I am fitting a linear mixed effect models with two factors (mPair with 6 levels, and spd_des with 3 levels) and their interaction, using "sum" contrasts. The summary of the fit and an anova (using type III sum of squares) provide inconsistent results.
> options(contrasts = c("contr.sum","contr.poly"))
> lCtr <- lmeControl(maxIter = 1000, niterEM = 500, msVerbose = FALSE, opt = 'optim')
> linM2 <- lme(cc_marg ~ mPair*spd_des , random = ~1|ratID, data=dat_trf, na.action=na.omit, method = "ML", control=lCtr )
> summary(linM2)
Linear mixed-effects model fit by maximum likelihood
Data: dat_trf
AIC BIC logLik
30.12325 86.03906 4.938375
Random effects:
Formula: ~1 | ratID
(Intercept) Residual
StdDev: 0.1006728 0.2210174
Fixed effects: cc_marg ~ mPair * spd_des
Value Std.Error DF t-value p-value
(Intercept) 0.8347112 0.04320961 94 19.317719 0.0000
mPair1 0.5809747 0.04549001 94 12.771481 0.0000
mPair2 -0.3207539 0.05823676 94 -5.507757 0.0000
mPair3 -0.1815169 0.04583826 94 -3.959943 0.0001
mPair4 0.0168609 0.05823676 94 0.289523 0.7728
mPair5 -0.1849861 0.04583826 94 -4.035626 0.0001
spd_des1 0.0732885 0.03211197 94 2.282281 0.0247
spd_des2 -0.0253861 0.03227828 94 -0.786477 0.4336
mPair1:spd_des1 -0.0260983 0.06110193 94 -0.427128 0.6703
mPair2:spd_des1 0.0947705 0.07959226 94 1.190699 0.2368
mPair3:spd_des1 -0.0816196 0.06261930 94 -1.303425 0.1956
mPair4:spd_des1 0.0062235 0.07959226 94 0.078193 0.9378
mPair5:spd_des1 -0.0238940 0.06261930 94 -0.381576 0.7036
mPair1:spd_des2 0.0069180 0.06236754 94 0.110923 0.9119
mPair2:spd_des2 -0.0471758 0.07965722 94 -0.592236 0.5551
mPair3:spd_des2 0.0207045 0.06262016 94 0.330636 0.7417
mPair4:spd_des2 0.0302277 0.07965722 94 0.379472 0.7052
mPair5:spd_des2 0.0102634 0.06262016 94 0.163899 0.8702
> anova.lme(linM2,type="marginal")
numDF denDF F-value p-value
(Intercept) 1 94 373.1743 <.0001
mPair 5 94 42.1607 <.0001
spd_des 2 94 2.6265 0.0776
mPair:spd_des 10 94 0.3150 0.9755
Summary suggests that at the first level of the factor spd_des (but not the second level), data are significantly different from the grand mean (Intercept). On the other hand, anova is telling me that spd_des is non-significant (using alpha=0.05). Note that I am using type III sum of squares for anova, so I would have expected similar p-values as in Summary (although the statistical tests are different, t-test and F-test respectively). Maybe this is my own misconception, and I would like to understand this issue. What result should I use?

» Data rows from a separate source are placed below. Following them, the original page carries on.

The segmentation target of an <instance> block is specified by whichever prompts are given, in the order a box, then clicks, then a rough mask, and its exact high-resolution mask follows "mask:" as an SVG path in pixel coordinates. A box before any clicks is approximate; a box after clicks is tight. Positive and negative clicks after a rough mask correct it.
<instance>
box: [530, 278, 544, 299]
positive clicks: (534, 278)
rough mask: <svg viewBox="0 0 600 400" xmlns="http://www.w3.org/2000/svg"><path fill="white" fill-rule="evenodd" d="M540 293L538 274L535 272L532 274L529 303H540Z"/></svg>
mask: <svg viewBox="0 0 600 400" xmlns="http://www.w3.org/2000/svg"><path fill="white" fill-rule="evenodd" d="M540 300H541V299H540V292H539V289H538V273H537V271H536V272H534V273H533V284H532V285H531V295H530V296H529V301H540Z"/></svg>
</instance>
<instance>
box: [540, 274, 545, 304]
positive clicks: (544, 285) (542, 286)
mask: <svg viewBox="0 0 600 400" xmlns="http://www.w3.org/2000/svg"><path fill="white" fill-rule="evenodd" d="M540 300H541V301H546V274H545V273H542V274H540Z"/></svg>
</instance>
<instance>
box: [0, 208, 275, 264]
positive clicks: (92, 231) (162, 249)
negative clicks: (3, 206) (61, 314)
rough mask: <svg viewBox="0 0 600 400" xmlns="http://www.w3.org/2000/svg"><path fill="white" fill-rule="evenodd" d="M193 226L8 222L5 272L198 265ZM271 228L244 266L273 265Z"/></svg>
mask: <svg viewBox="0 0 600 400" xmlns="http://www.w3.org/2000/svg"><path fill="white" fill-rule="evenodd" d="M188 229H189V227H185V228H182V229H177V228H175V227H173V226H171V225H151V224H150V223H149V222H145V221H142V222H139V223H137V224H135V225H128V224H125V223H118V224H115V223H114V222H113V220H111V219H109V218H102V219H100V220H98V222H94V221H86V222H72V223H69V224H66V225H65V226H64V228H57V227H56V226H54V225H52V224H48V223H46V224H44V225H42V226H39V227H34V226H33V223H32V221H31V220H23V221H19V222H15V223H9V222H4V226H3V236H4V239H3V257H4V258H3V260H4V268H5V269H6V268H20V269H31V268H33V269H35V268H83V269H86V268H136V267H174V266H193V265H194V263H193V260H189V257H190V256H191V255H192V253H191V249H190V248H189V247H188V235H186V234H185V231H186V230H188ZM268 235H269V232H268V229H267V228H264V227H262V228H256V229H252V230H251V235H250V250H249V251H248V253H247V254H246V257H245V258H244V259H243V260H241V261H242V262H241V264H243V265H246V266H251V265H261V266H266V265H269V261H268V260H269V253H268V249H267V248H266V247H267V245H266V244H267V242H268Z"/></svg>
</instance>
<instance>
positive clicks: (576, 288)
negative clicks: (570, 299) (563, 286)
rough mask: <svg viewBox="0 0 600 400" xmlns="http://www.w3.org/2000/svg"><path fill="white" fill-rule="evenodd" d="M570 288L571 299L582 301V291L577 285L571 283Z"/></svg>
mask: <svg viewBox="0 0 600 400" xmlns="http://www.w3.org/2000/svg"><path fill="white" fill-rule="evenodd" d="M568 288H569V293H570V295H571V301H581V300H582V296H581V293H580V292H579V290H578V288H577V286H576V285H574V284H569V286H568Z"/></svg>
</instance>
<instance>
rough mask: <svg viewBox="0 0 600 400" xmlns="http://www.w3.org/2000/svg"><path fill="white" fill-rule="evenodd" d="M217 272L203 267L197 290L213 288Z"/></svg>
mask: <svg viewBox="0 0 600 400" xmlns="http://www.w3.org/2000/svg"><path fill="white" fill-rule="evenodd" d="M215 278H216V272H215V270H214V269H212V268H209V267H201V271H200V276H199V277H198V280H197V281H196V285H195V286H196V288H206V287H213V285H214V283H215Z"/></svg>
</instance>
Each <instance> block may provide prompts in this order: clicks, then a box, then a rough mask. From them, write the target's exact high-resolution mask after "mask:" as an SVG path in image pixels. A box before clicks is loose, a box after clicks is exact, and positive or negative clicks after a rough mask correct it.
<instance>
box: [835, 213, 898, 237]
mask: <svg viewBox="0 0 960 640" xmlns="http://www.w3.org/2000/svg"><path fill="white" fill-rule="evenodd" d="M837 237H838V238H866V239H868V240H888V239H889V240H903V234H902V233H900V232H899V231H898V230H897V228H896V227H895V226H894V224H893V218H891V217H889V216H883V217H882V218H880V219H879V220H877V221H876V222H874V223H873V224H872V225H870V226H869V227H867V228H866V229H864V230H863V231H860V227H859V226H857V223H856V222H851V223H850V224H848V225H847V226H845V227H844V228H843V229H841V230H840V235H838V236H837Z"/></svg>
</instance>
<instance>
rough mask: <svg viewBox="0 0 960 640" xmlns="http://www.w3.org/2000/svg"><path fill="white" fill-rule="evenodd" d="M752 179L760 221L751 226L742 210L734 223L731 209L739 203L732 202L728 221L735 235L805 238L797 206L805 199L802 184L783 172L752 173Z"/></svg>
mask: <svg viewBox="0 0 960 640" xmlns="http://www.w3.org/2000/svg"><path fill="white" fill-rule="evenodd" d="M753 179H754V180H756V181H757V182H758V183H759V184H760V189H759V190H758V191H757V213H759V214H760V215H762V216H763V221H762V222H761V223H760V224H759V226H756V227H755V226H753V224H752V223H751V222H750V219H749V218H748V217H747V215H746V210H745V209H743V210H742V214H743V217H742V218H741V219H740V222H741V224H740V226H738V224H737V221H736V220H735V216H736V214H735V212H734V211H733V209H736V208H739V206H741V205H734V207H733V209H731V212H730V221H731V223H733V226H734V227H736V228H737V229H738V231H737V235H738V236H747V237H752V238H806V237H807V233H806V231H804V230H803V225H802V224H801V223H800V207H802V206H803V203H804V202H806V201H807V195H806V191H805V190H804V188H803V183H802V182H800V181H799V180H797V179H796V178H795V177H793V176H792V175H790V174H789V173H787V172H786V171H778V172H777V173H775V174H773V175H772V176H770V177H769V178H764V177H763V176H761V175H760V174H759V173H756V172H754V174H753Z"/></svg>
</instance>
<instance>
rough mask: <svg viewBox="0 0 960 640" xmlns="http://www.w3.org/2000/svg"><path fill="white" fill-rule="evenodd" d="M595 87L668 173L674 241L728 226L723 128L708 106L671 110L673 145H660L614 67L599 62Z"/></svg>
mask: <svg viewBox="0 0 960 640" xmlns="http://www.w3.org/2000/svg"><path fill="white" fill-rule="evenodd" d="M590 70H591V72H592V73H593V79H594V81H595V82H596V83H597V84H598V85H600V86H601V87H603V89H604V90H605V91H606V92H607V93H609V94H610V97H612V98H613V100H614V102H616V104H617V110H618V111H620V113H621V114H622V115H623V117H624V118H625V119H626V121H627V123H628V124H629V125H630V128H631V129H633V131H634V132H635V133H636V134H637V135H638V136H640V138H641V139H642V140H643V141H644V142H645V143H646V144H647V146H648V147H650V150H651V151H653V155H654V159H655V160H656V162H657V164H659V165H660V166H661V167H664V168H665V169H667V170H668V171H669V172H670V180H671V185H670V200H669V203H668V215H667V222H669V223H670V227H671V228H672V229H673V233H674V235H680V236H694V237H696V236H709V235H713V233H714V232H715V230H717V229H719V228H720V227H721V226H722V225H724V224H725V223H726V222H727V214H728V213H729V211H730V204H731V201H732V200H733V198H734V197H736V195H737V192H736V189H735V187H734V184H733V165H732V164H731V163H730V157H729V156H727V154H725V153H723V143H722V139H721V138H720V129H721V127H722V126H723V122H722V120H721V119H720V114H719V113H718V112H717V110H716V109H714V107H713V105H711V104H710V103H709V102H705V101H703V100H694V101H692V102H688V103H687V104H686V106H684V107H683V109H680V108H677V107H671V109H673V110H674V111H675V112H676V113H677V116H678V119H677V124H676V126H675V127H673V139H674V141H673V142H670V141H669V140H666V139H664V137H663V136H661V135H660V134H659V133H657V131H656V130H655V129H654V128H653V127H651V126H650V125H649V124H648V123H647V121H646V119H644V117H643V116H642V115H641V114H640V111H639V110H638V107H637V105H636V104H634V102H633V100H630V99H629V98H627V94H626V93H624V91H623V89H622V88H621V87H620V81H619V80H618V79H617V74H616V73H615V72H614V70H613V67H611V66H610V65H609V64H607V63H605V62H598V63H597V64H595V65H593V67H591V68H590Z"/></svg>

While that is my main concern, this issue raises another important and more general question that for me is still puzzling. What method should one use to perform models selection? Using the summary of the fit, one obtains different p-values for each level of the factors (in my case, I obtain p-values both for spd_des1 and for spd_des2), while using anova there is only one p-value for the factor independently of its levels. What should one do if the p-values associated to the different levels of a factors (output of summary) are inconsistent (i.e. some significant and others non-significant). Should one keep the factor or remove it from the model? (NOTE: I know this does not apply to the case I presented here because I cannot remove spd_des if there are still interactions with it, but I would like to understand this issue in general.) Thanks!